In an effort to help address this growing national problem, two physicians at Johns Hopkins Medicine, Simon Mathews, M.D., and Martin Makary, M.D., M.P.H., have proposed five quality measures for medical billing. The metrics are detailed in an article in the Feb. 4, 2020, issue of The Journal of the American Medical Association (JAMA).
“In recent years, patient care and outcomes have been significantly improved by applying quality science to medicine, benchmarking the performance of both health care providers and facilities, yet there are no standardized metrics for billing quality,” says Makary, professor of surgery at the Johns Hopkins University School of Medicine and an authority on health care quality.
“We hope that our proposal will be the first step toward achieving the goal of national billing quality standards,” says Mathews, assistant professor of medicine and head of clinical innovation at Johns Hopkins Medicine’s Armstrong Institute for Patient Safety and Quality.
The Billing Quality 5-Star Rating System that Mathews and Makary propose includes the following measures (shown as published in the JAMA article):
- Itemized bills – Are patients routinely provided an itemized bill with items explained in plain English?
- Price transparency – Are patients provided real prices for common “shoppable” services when they ask?
- Service quality – Can patients speak with a billing representative promptly about a concern they have about their bill and be informed of a transparent review process?
- Suing patients – For patients who have not entered into a written agreement specifying a price for a medical service, does the institution sue patients to garnish their wages, place a lien on their home or involuntarily withdraw money from a patient’s income tax return?

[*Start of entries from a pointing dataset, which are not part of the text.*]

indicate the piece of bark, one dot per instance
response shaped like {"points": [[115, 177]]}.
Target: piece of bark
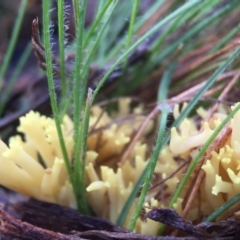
{"points": [[62, 219], [15, 228]]}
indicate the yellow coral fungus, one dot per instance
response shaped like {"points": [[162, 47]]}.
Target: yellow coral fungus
{"points": [[34, 166]]}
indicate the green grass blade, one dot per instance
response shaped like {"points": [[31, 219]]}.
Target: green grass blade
{"points": [[170, 17], [61, 40], [151, 166], [53, 97], [78, 103]]}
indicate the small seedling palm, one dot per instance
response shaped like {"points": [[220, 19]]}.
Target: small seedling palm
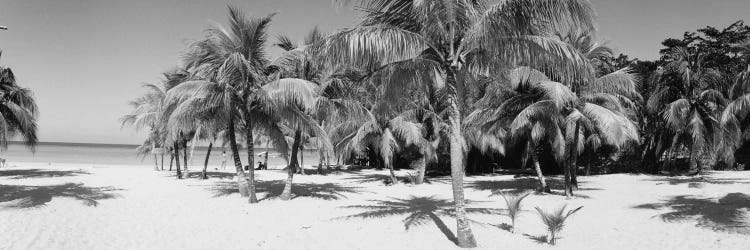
{"points": [[514, 207], [555, 220]]}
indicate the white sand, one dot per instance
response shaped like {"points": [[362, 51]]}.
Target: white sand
{"points": [[152, 210]]}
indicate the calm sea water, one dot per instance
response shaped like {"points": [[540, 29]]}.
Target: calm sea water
{"points": [[98, 154]]}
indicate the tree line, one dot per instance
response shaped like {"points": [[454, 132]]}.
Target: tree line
{"points": [[454, 86]]}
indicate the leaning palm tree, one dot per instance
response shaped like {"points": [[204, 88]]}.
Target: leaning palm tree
{"points": [[447, 41], [147, 111], [615, 91], [539, 113], [689, 104], [735, 117], [18, 111]]}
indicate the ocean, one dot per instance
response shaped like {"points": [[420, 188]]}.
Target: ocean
{"points": [[106, 154]]}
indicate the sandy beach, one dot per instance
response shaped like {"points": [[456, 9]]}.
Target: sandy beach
{"points": [[76, 206]]}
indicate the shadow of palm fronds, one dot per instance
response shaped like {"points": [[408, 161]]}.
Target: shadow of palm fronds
{"points": [[39, 173], [700, 181], [35, 196], [365, 178], [418, 211], [539, 239], [325, 191], [211, 175], [730, 213], [520, 185]]}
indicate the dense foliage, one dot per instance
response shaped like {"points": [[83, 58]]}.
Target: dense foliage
{"points": [[457, 86]]}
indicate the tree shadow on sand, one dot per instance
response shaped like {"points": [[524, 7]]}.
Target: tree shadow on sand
{"points": [[700, 181], [525, 184], [212, 175], [418, 211], [730, 213], [386, 179], [35, 196], [39, 173], [325, 191], [366, 178]]}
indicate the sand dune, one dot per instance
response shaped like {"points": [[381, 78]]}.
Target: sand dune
{"points": [[70, 206]]}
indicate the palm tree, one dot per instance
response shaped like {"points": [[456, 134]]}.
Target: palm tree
{"points": [[18, 111], [734, 118], [615, 91], [147, 112], [230, 64], [689, 104], [539, 113], [447, 41]]}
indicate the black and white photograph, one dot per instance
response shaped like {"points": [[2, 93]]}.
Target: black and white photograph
{"points": [[374, 124]]}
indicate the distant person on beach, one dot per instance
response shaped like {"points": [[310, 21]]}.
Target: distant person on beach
{"points": [[261, 166], [223, 159]]}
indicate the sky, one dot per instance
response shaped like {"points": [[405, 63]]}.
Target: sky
{"points": [[85, 59]]}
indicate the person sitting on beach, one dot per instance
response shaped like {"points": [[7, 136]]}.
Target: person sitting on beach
{"points": [[261, 166], [223, 159]]}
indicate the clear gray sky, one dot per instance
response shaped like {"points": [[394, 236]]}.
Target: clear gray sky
{"points": [[85, 59]]}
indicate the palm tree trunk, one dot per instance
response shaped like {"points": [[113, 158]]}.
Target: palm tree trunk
{"points": [[156, 162], [250, 158], [421, 168], [464, 233], [205, 163], [542, 183], [573, 168], [287, 193], [184, 155], [177, 159], [301, 161], [693, 160], [589, 161], [192, 145], [268, 151], [241, 178], [389, 164]]}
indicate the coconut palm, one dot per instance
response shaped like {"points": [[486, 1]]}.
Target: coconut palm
{"points": [[147, 111], [555, 221], [230, 66], [446, 41], [18, 111], [615, 91], [539, 113], [734, 119], [689, 104], [385, 137]]}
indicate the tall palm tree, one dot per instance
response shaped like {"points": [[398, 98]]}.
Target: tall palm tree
{"points": [[537, 113], [616, 91], [735, 117], [690, 105], [147, 112], [18, 111], [231, 65], [447, 41]]}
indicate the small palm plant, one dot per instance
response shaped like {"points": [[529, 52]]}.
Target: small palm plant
{"points": [[514, 207], [555, 220]]}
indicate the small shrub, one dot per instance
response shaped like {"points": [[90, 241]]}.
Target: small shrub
{"points": [[514, 207], [555, 221]]}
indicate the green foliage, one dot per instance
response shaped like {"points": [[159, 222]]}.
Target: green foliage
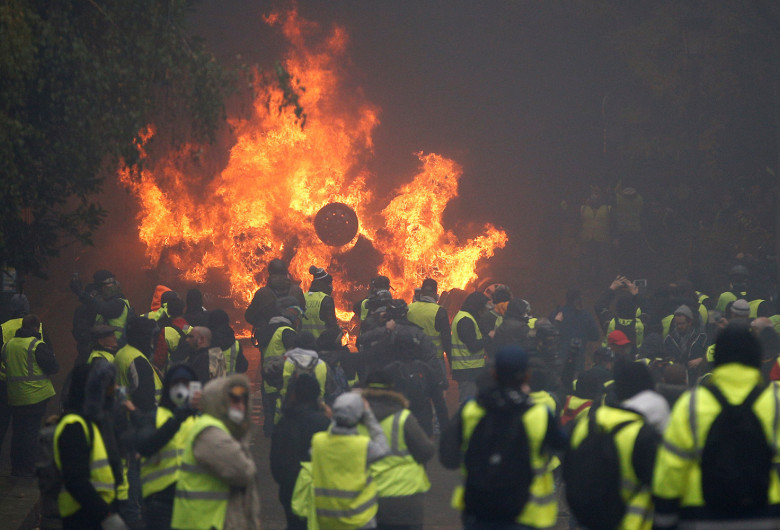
{"points": [[78, 80]]}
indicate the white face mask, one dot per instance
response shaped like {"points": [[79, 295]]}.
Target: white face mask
{"points": [[179, 394], [235, 415]]}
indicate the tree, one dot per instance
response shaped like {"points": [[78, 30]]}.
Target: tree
{"points": [[79, 79]]}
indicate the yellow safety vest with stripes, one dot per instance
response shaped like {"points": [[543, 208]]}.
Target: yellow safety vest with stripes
{"points": [[460, 357], [398, 474], [162, 469], [424, 315], [123, 359], [541, 510], [119, 322], [637, 498], [100, 474], [27, 384], [344, 490], [201, 498], [100, 354], [677, 473], [311, 321]]}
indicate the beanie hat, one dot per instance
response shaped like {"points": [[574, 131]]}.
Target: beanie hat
{"points": [[318, 273], [685, 311], [740, 308]]}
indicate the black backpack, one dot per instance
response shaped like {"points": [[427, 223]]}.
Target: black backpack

- Surprise bills – Are out-of-network patients paying out of pocket expected to pay more than the region-specific, reference-based price [a price outside of that set by traditional insurance carriers]?
Are patients billed for complications stemming from National Quality Forum (NQF) serious reportable events?
The NQF is a non-profit organization that promotes patient protections and health care quality through measurement and public reporting. In 2009, it established the first list of serious reportable events (also known as “never events”), a set of largely preventable and harmful clinical practices and behaviors — such as operating on the wrong part of the body or having to remove a foreign object left behind during surgery — that should never occur.
“Given the wide variation in both pricing and collection practices by hospitals, measures of billing practices are needed,” the authors stated in the JAMA article. “Billing quality is a type of medical quality.”
The authors also write that “… metrics of billing quality could be used to create public accountability for U.S. hospitals” and that “… incorporating measures of billing quality into reports of overall hospital quality could provide patients with a more complete assessment of a given medical center or practice.”
“Financial toxicity — the difficulties a patient has related to the cost of medical care — is a medical complication,” Makary says. “Taking care of a patient means taking care of the whole person.”
Makary reports receiving grant funding from the Laura and John Arnold Foundation and payment for books published by Bloomsbury USA.